# Happy Birthday Hawkchucker



## Vlad (Aug 2, 2005)

Happy Birthday !! Woo Hoo, that means you get Halloween goodies, I hope, lol


----------



## Fangs (Jun 6, 2006)

Happy Birthday Hawkchucker!! Did you get lots of skellies the other day when you went to your Halloween Outlet?? Hope you got everything you wanted for your big day today! :devil:


----------



## Moon Dog (Oct 3, 2006)

Have a great one!


----------



## Lilly (Jun 13, 2006)

Happy BDay Hawkchucker
hope it's a good one.


----------



## Black Cat (Aug 20, 2005)

Hope you have a great Birthday Hawkchucker.


----------



## Frighteners Entertainment (Jan 24, 2006)

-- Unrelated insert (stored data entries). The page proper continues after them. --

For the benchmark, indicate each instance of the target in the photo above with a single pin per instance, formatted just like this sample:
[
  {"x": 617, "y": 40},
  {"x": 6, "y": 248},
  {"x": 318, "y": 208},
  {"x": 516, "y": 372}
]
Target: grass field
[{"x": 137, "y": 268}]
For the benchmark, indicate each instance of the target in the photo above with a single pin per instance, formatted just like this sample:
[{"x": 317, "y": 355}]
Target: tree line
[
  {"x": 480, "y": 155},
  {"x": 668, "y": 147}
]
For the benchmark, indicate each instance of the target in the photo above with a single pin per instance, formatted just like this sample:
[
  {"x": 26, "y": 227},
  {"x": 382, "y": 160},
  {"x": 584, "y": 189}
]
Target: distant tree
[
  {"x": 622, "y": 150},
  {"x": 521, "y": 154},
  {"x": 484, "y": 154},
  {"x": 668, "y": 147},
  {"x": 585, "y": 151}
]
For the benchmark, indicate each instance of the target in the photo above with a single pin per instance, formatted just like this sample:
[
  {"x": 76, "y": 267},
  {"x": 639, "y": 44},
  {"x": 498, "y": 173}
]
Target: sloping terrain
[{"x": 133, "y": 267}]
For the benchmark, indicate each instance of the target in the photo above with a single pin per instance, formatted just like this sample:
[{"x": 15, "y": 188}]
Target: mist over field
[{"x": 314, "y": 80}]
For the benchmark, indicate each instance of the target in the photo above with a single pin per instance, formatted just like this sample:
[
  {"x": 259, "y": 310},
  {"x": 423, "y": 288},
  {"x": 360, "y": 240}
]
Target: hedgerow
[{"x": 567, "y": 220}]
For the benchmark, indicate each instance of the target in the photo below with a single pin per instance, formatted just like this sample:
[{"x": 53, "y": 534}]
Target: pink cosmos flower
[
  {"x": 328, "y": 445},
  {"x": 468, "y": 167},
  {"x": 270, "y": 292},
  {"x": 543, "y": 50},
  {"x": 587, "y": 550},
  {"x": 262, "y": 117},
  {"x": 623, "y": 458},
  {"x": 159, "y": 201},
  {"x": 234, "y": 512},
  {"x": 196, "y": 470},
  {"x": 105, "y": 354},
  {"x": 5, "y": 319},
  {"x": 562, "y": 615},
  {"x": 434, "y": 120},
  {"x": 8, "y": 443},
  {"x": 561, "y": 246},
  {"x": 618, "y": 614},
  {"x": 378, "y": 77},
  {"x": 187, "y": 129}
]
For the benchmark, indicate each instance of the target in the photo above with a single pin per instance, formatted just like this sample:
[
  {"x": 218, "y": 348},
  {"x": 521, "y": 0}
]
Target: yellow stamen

Hope it's everything you imagined!


----------



## ScareShack (May 26, 2006)

Have a Happy Birthday!


----------



## Ghostess (Aug 21, 2005)

Happy Birthday!


----------



## Spookineer (Aug 20, 2006)

Happy Birthday Hawk!


----------



## turtle2778 (Jul 9, 2006)

Happy BIRTHDAY HAWKCHUCKER!!


----------



## Zombie-F (Apr 12, 2004)

Happy birthday Mr. Chucker. :googly:


----------



## Ghoulbug (Apr 24, 2007)

Happy Birthday!!


----------



## BuriedAlive (Jun 8, 2006)

Hb, Hc.


----------



## Bloodhound (Oct 16, 2007)

*Enjoy!!!*

Happy Birthday!


----------



## Lauriebeast (Feb 27, 2007)

Happy Birthday to you!


----------



## SpectreTTM (Aug 22, 2005)

Happy Birthday big Guy.

I hope you have a good one.


----------



## pyro (Oct 7, 2006)

happy birthday hawk


----------



## hawkchucker (Oct 5, 2007)

Very Good one! I got me a new Gas grill, and a couple gift cert. Plus tommorrow I go to Halloween outlet to spend some cash!!!!!!!!!!!!!!


----------



## Frighteners Entertainment (Jan 24, 2006)

SwEEEEt!


----------



## scareme (Aug 29, 2006)

Happy Birthday to you!
Happy Birthday to you!
Happy Birthday dear Hawkchucker!
Happy Birthday to you!


----------



## Lotus (Nov 12, 2004)

Happy Birthday


----------



## PrettyGhoul (Oct 7, 2005)

*Happy Birthday Hawkchucker!!*


----------